Во вторник обещают дождь.
По четвергам поет орган,
заходит в куртках молодежь.
Я с тормозком в портфеле сквер
перехожу, живой на треть.
Лежать, как этот тамплиер,
и ни о чем не сожалеть.
Край неба подожжен искрой,
холодный в ноябре восход.
Плита могилы надо мной
и каменный соборный свод.
Такси сигналят на Флит-стрит,
автобусы заводят речь.
Повержен, зверь у ног лежит,
рука во сне сжимает меч.
Я плащ снимаю и один
жму в лифте стрелочку “наверх”.
Во глубине британских глин
лежать, как в зубе мертвый нерв.
* * *
Я осмотрела все помойки
и выставленные пакеты
и на задворках автомойки,
и перед домом у поэта.
Я не какая-нибудь кошка,
а ты уставился в страницу
и пьешь свой кофе у окошка,
и проглядел меня, лисицу.
Я знаю тут все закоулки,
я гид по бедности, а это
достойно от колбаски шкурки
или куриного брикета.
Я обездолена изгнаньем
и автономно, словно муза,
владею драгоценным знаньем,
а ты, лентяй, не вынес мусор.
* * *
Борьба за жизнь, застывшая, как танец,
вагон уходит по тоннелю в ад.
Читает книгу сонный чужестранец.
Напротив бритт ломает шоколад.
В дверях стоит бродяга исступленный,
в деснице бургер, на устах Аллах.
Молчит народ, ничем не изумленный,
все девушки в высоких сапогах.
Мой пятистопный ямб, заткнись и слушай.
Но непреклонно продолжает он
бубнить свое в заложенные уши
и с музыкой выносит на перрон.
В мозгу проносятся мечты и звуки,
но их не слышно в воздухе сыром.
Как пустота заламывает руки,
как тишина грохочет под мостом!
Зачем мне отблеск непонятный нужен,
холодный свет от мартовской зари,
и тишина, которая снаружи,
и пустота, которая внутри?
* * *
О чем ты, звук, стихотворение?
О том, как напоследок дышит
в стеклянной вазочке растение?
Я не могу тебя расслышать.
О ежедневном исцелении
от сновидения ночного,
будильника распоряжении,
всегда внезапно, в полседьмого?
Я не могу понять.

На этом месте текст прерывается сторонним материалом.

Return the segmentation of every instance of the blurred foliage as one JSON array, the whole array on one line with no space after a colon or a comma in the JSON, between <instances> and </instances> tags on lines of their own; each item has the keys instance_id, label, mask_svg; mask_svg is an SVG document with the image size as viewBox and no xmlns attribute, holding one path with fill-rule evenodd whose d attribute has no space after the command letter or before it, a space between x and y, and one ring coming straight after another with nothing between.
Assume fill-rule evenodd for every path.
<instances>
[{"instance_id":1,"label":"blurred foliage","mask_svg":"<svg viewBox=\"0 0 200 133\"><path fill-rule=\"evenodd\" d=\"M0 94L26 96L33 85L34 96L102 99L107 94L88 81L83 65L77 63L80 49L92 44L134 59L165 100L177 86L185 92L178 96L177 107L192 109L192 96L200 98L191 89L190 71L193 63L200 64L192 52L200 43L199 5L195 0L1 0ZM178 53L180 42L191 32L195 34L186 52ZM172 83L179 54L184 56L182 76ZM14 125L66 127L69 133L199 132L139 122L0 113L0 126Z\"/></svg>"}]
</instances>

Наверное,
о человеке в свете грусти,
и потому ты снова нервное.
И мы подробности опустим.
А ты, от музыки, от внутренней
невыразимо одиноко,
на самой ранней зорьке утренней
лети над бездной неширокой.
* * *
Поговори со мной. О чем?
О том, что нужен дом.
О том, что ранняя весна
лишает напрочь сна.
О том, что молодость прошла,
но эта мысль пошла.
А стихотворный разговор —
повтор, увы, повтор.
Повтор, повтор. Еще повтор.
Потом — ого — простор.
И ничего. И все равно.
Пойдем, дружок, в кино?
* * *
Как дождь подновляет окрестность,
как сливочным светом вокруг
облита гористая местность,
поэта сообщник и друг.
Но цвета мучительный запах,
и старые ветви берез,
и вот уже сырость в силлабах,
и ты умираешь всерьез.
И сразу же, черт, воскресаешь
под умное пенье дрозда
и глупые мысли бросаешь
навеки, совсем, навсегда.
Все смыто, оставлено сзади.
Идет человек за рекой.
Давай поздоровайся с дядей,
махни незнакомцу рукой.
Здесь утлый объем человека,
значение каждой из душ
растет, хоть ты хват, хоть калека,
чем дальше в гористую глушь.
И даль голубеет, белеет.
Прощенным быть в малых грехах
и вечно идти вдоль аллеи,
как в чьих-то надежных стихах.
* * *
Наверное, хватит? Пожалуй, пора?
Но я не согласен заткнуться.
Ведь я только начал. Сыграем? Игра
такая: идти, обернуться
и быстро на облако то посмотреть,
рукой закрываясь от солнца,
что в окнах мансард начинает гореть,
прищуриться пуще японца.
Я нагло намерен сейчас описать,
навеки оставить вот это:
облитый дождем абрикосовый сад
в огне исступленного цвета,
и пенное облако над головой,
что рдеет, отбившись, над строем,
и лучшая девушка рядом со мной,
которой опять недостоин.
* * *
Как из зарослей, из кустов
птица жаловалась на жизнь.
Я сказал ей тихо, без слов:
“Слушай, птица, давай держись.
Я вот тоже всё не готов
ни к предательству, ни к войне,
и к таким сочетаньям слов
тоже, в общем-то, не вполне.
Кто зорит у тебя гнездо,
умерщвляет твоих птенцов?
Кто меня заставляет “Доз-
моров, Дозморов, моров”, —
возвещать из своих кустов
утром очередного дня?”
Без использования слов
чирк пернатая на меня:
“Хорошо тебе, человек,
ты свободен, хоть и бескрыл.
А я птица, небесный клерк,
бес лесной, бесполезный пыл.
Ты в коробочке черепной
держишь музыки Таджмахал.
О зиме сочинил весной,
эпигонский лоб полыхал.
В ад вошел двадцать лет назад,
испохабил тетрадный лист”.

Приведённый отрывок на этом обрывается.